John Irwin first came to Johns Hopkins in 1970, only to leave in 1974 to edit The Georgia Review, based at the University of Georgia. Irwin returned to Hopkins in 1977 to chair the Writing Seminars. At the time of his retirement, he was the Decker Professor in the Humanities and held appointments in both Writing Seminars and the Department of English. Irwin is the author of several works of literary criticism, most recently F. Scott Fitzgerald’s Fiction: An Almost Theatrical Innocence. Writing as John Bricuth, Irwin is the author of three volumes of poetry, The Heisenberg Variations, Just Let Me Say This About That, and As Long As It’s Big. He has been a recipient of a Guggenheim Fellowship and is a member of the American Academy of Arts and Sciences. In 2008, Irwin revived The Hopkins Review, a literary magazine which is a partnership between the Writing Seminars and Johns Hopkins University Press.
Political Science professor Margaret Keck is an expert in comparative politics, Latin American politics, and environmental politics. She is the author or co-author of numerous articles and four prize-winning books, including Practical Authority: Agency and Institutional Change in Brazilian Water Politics, with Rebecca Abers; Greening Brazil: Environmental Activism in State and Society, with Kathryn Hochstetler; Activists beyond Borders: Advocacy Networks in International Politics, with Kathryn Sikkink; and The Workers’ Party and Democratization in Brazil. She has been conducting research in Brazil since 1982.

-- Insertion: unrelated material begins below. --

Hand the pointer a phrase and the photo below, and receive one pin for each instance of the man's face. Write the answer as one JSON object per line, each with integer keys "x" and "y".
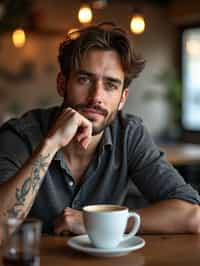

Meredith Williams joined the Department of Philosophy in 2000 after holding faculty positions at Wesleyan University (Connecticut) and Northwestern University. Her areas of research are the later Wittgenstein and philosophy of mind and psychology. She also has an interest in the history of experimental psychology, especially the shift from the behaviorist paradigm to that of contemporary cognitive science. In 2010, she published Blind Obedience, a book-length study of Wittgenstein’s positive views concerning the problem of normativity and the social dimension of language and mind.